£1.7 billion

So, as we all know, the EU has slapped a demand on the UK for an extra £1.7bn. This sum is so eye-watering that it is hard to make sense of it. I find it helpful to think of what it translates into locally. In round terms it means the residents of Cheltenham alone are being asked to stump up £3m on top of the £15m we already pay as a town to the EU each year.

Even £3m is a huge sum of money. Just imagine what we could do with it. We could transform our dilapidated railway station, encouraging jobs and prosperity to our town. We could give our hardworking staff at Cheltenham General and in our local NHS a pay rise. We could even help out our local schools, like Balcarras which I visited last week, which have had sixth-form funding squeezed.
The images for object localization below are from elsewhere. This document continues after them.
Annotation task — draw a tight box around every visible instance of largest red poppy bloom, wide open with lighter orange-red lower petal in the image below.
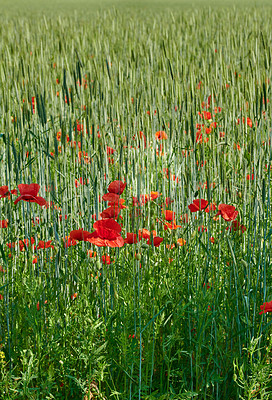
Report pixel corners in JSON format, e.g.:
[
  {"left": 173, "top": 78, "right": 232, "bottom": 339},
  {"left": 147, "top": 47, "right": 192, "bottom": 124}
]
[{"left": 87, "top": 218, "right": 125, "bottom": 247}]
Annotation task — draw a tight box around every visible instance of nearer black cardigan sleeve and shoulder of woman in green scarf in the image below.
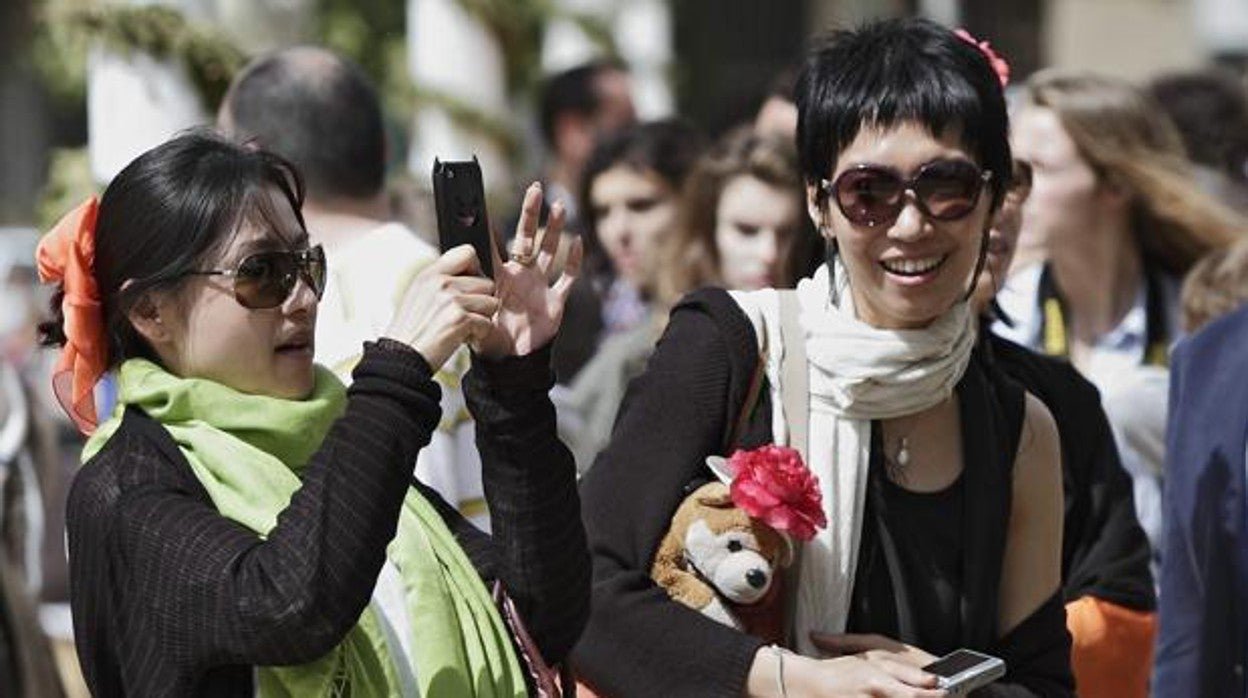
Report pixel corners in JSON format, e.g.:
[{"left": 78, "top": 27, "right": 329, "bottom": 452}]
[{"left": 67, "top": 342, "right": 441, "bottom": 696}]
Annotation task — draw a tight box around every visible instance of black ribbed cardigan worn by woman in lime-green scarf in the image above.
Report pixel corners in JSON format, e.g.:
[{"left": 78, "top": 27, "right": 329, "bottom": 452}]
[{"left": 67, "top": 340, "right": 589, "bottom": 697}]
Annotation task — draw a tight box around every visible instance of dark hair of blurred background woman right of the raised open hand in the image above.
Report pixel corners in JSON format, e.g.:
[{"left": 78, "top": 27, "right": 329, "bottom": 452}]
[{"left": 579, "top": 119, "right": 706, "bottom": 277}]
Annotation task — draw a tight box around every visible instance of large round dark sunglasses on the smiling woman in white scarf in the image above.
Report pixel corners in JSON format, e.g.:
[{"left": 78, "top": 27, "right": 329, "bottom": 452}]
[{"left": 820, "top": 160, "right": 992, "bottom": 227}]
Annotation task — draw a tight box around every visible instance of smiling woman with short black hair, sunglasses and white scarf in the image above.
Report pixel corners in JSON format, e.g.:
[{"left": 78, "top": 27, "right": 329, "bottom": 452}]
[{"left": 573, "top": 20, "right": 1073, "bottom": 697}]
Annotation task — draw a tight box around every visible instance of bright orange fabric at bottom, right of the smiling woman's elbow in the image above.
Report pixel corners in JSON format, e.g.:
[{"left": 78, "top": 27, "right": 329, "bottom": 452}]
[{"left": 1066, "top": 597, "right": 1157, "bottom": 698}]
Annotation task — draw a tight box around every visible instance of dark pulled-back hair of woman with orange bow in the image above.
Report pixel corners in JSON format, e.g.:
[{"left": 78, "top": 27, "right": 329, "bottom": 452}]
[{"left": 39, "top": 131, "right": 303, "bottom": 367}]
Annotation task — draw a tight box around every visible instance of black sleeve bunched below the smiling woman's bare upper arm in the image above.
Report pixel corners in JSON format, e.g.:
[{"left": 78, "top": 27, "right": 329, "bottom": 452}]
[{"left": 975, "top": 593, "right": 1075, "bottom": 698}]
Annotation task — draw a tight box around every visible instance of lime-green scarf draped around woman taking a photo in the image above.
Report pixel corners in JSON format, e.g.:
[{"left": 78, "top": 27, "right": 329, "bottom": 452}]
[{"left": 82, "top": 360, "right": 525, "bottom": 698}]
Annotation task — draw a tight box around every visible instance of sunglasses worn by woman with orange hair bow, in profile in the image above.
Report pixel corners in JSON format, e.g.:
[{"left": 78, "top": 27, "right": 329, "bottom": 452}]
[{"left": 187, "top": 245, "right": 326, "bottom": 310}]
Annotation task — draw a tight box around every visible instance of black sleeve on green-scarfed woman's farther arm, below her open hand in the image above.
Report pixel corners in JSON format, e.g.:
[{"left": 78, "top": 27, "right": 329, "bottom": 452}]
[{"left": 463, "top": 345, "right": 590, "bottom": 664}]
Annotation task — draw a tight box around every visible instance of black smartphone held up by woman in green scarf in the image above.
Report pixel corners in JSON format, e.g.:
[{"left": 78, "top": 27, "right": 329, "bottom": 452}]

The options are endless.

And that’s why the reaction of Nick Clegg’s Liberal Democrats has left so many Cheltonians astonished. Cheltenham’s Lib Dem MP suggests airily that we should be relaxed about paying £8.6bn to the EU because it is “barely 1 per cent” of government spending. But that ignores what a colossal sum this actually represents. £8.6bn is the cost of at least ten new state-of-the-art hospitals. It would pay for thousands of extra service personnel for our stretched armed forces. It could even fund the desperately needed ‘missing link’ road scheme at the Air Balloon roundabout 30 times over. To imply that it is small beer is a bit rich.

Just as importantly, the Lib Dems also fail to point out how we are expected to pay for it. The bottom line is that the only option left to us is more borrowing. As a country we are still living beyond our means. Labour’s Great Recession means we are still borrowing around £100bn of the £732bn total we spend annually. In other words, paying up means corroding our national finances further. Because let’s face it – for all the excellent news about jobs and growth, the nation’s credit card is maxed out. We now pay more on servicing our national debt than we do on defence. 

So I believe we can’t afford to be so casual about this bill. David Cameron is right to be cross about it. It is an unacceptable way for the EU to work and it is also an unacceptable way to treat one of the biggest contributors. There needs to be an emergency meeting of finance ministers to discuss what has happened. 

The people of Britain expect our Prime Minister to leave no stone unturned in scrutinizing this bill and fighting for a fair deal for our country. I believe the people of Cheltenham do too.